Who are you having walk you down the aisle? I plan on asking one of my uncles.
Post # 11
Could you pick a song that your dad(s) loved and dance to them with your moms?
I also love the memory charms on the bouquets.
Post # 12
@Owl_Doctor: Hi! My father passed away when I was a teenager (I was a total daddy’s girl too). My mom walked me down the aisle AND we had a mother daughter dance…it was amazing…not weird at all, it was actully quite emotional. We danced to Carrie Underwood’s “Mama’s Song”
The reverend that married us said a little something special during the ceremony in regards to my father, which made it really special and there wasn’t a dry eye in the room.
Post # 13
My dad passed away when I was 15. I was the first person to find out too as he died in his sleep and I found him when I got up for school. As of right now Fiance and I feel the same way, scrapping all parent dances. Wedding is not for a while though so maybe we might change our minds but maybe we will talk to my Future Mother-In-Law and my mom to see how they feel about a dance or whether it will make them feel too sad.
I have amazing uncles as well but I’m planning on having my mom walk me down the asile. I know she wants to and it would make her feel better on the day. I know she’ll be sad that my dad is not there to do it but my mom has done a great job through the tough times so I want her to give me away.
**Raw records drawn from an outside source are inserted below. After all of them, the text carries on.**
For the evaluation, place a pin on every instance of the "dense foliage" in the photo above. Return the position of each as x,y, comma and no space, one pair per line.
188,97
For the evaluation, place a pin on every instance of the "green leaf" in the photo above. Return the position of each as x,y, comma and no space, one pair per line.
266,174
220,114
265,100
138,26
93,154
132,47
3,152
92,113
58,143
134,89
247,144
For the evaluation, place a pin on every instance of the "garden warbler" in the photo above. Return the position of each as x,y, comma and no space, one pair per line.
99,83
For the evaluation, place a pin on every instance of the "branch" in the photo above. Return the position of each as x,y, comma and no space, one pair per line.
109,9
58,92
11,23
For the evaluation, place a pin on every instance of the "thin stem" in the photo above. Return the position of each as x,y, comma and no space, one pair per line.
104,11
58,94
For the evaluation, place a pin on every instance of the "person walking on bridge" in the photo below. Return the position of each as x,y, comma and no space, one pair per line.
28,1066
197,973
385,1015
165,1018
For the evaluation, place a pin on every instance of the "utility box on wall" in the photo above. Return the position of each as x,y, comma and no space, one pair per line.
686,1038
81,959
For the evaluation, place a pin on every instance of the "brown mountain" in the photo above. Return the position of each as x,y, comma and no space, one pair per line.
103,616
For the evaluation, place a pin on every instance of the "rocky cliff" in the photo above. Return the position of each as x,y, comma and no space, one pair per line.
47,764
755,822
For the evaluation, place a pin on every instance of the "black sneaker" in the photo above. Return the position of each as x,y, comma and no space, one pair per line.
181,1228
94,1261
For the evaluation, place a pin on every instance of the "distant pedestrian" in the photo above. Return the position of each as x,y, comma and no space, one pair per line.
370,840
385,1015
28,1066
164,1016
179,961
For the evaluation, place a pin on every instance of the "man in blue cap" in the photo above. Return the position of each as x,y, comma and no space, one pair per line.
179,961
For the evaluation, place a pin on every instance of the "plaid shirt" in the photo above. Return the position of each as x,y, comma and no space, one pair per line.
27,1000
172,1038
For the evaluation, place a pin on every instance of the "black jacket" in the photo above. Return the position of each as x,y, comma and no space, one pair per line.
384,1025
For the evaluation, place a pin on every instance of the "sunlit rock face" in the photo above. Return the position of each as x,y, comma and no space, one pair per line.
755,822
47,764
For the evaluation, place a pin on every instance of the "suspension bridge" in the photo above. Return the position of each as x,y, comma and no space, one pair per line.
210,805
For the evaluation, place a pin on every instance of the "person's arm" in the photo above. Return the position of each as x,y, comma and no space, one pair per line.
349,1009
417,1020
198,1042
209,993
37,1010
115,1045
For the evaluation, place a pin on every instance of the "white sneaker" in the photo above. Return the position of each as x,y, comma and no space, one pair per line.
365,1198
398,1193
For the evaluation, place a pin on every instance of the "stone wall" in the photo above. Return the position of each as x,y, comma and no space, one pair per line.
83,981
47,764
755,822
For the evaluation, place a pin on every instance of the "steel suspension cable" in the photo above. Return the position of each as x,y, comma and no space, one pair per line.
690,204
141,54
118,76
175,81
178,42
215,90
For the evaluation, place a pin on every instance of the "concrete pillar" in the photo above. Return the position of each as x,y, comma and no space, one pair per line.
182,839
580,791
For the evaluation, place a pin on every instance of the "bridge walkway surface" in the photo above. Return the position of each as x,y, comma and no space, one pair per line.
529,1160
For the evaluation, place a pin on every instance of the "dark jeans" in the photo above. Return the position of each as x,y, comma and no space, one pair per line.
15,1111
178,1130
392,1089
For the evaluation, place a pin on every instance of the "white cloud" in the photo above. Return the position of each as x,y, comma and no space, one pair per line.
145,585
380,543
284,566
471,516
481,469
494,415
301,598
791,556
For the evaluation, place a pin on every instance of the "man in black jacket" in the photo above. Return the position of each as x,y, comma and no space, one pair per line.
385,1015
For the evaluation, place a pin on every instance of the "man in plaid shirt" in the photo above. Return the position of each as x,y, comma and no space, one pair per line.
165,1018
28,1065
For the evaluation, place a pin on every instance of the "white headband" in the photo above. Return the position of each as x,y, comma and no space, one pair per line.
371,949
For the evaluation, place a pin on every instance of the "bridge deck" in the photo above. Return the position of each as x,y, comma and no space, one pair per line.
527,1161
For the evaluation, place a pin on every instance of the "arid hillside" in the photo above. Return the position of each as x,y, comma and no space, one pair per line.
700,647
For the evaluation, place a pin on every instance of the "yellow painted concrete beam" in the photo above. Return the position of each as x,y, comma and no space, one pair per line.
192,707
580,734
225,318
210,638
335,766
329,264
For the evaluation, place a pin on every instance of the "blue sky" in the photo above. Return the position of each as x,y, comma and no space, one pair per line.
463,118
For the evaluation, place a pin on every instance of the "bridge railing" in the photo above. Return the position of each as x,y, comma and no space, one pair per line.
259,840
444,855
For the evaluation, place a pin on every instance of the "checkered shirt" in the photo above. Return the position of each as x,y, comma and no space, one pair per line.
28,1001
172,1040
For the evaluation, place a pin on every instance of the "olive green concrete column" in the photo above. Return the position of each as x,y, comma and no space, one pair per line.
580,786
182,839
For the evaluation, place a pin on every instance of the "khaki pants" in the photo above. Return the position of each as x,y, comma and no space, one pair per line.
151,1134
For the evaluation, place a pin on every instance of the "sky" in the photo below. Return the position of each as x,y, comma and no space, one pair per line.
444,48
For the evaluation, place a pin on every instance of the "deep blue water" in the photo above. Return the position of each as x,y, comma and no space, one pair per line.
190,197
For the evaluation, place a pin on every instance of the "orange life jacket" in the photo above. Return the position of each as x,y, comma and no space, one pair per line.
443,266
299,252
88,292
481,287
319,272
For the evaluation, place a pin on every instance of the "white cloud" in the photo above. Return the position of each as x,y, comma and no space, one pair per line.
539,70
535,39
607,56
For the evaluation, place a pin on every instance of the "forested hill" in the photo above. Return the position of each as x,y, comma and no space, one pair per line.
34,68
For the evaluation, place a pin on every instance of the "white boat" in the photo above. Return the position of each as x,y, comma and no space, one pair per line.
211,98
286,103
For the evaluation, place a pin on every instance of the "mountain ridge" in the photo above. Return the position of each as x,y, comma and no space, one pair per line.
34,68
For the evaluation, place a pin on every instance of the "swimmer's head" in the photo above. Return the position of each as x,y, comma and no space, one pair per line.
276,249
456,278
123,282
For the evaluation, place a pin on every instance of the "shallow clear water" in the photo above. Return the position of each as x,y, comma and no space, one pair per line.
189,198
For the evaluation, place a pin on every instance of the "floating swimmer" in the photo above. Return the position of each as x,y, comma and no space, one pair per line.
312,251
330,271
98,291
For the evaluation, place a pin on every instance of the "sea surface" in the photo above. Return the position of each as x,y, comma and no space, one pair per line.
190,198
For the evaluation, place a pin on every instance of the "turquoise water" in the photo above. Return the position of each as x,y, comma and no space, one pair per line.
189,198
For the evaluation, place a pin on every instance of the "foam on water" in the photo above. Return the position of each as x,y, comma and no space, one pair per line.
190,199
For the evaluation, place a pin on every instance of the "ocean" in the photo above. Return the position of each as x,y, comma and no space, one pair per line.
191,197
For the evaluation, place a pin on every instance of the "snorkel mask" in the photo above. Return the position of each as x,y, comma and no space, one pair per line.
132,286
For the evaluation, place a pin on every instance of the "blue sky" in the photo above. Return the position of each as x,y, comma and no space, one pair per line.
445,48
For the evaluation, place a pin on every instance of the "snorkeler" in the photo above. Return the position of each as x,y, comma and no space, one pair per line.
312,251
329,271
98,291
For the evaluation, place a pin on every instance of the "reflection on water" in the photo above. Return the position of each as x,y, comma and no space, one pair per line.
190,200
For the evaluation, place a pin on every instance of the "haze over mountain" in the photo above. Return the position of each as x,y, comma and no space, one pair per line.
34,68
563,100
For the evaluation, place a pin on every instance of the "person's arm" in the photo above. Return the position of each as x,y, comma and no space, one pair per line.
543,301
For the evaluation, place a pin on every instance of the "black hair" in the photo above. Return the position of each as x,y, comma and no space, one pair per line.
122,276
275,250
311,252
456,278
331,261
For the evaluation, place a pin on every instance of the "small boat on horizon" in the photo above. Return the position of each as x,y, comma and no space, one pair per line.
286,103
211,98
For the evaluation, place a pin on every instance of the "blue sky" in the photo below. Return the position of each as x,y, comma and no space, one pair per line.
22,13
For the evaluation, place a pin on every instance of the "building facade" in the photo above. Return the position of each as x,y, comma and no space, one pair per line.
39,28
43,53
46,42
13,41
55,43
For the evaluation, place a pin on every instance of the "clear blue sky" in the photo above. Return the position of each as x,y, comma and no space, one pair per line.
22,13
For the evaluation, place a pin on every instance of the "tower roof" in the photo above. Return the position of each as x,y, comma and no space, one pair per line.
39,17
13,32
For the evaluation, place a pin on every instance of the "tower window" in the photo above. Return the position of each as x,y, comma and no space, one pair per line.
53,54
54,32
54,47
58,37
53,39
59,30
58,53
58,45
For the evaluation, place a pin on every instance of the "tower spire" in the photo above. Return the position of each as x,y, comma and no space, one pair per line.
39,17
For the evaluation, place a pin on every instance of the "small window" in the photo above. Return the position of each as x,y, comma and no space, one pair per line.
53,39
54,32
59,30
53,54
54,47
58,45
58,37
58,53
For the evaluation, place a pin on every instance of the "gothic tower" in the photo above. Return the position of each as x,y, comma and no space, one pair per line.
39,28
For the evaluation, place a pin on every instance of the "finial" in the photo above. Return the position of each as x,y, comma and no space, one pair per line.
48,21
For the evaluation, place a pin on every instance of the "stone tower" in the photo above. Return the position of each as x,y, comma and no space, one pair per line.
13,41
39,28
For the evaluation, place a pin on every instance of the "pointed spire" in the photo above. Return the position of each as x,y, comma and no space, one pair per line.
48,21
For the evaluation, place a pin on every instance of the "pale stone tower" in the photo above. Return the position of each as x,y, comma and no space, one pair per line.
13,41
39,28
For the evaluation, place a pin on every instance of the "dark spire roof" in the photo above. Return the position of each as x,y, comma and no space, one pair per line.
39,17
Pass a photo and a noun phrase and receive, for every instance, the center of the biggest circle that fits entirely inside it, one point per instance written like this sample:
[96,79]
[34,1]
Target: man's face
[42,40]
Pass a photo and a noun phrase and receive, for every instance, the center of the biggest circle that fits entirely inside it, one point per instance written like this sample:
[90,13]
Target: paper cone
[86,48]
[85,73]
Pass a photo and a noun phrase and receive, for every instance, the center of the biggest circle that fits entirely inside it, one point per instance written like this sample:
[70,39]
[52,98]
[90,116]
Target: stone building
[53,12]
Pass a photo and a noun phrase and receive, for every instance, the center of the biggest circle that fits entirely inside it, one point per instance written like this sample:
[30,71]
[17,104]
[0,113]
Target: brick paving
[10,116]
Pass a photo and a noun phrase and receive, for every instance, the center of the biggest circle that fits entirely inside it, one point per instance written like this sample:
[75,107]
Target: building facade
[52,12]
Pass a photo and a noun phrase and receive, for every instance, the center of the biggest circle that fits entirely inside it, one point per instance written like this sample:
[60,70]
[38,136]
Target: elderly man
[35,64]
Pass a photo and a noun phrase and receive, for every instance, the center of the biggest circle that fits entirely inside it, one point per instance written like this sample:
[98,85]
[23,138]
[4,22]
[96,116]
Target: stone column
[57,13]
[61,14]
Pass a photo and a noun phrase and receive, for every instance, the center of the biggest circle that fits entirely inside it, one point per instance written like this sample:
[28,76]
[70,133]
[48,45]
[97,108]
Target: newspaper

I was a daddy’s girl too! The officant I plan on using is FI’s great uncle so I’m sure he’d be able to come up with something nice to say about both our dads.
That is very sweet that they danced together.
Hmm good idea I’ll have to look into this one.
Post # 14
My father passed away six years ago, and my maternal grandfather passed this past April. We’re likely going to skip parent dances altogether. I want to have a table with photos of my dad, grandfather and FI’s late grandfather, with a sign that says “we know you’d be here today if heaven weren’t so far away”.
I also want to honour my dad by having a particular scripture passage read (I forget what it’s called. but it’s common at weddings). It was read at my parents wedding, my sister’s wedding and at my Dad’s funeral. We’re having a civil ceremony, so the meaning is more based on that, than the actual religious meaning.
Post # 15
Maybe a bit dark, but what about playing a slideshow with pictures of your fathers set to music? You could leave it as is, or dance with your mothers during? I don’t know.
Post # 16
- Wedding: October 2013 - The Down Town Club, Philadelphia
@Owl_Doctor: MY FI’s parents are both deceased. We are not doing parent dances, but instead, doing an anniversary dance.
It’s where they DJ/bandleader invite all the married couples to the dance floor and starting with the most recently married couple (you!), ask them to sit down by years. Less than a day, less than a year, less than 5 years, etc…
At the end of the song, the last couple dancing have been together the longest. It’s very sweet!
Sometimes the winning couple get a prize, but we haven’t decided if we’re doing the prize yet.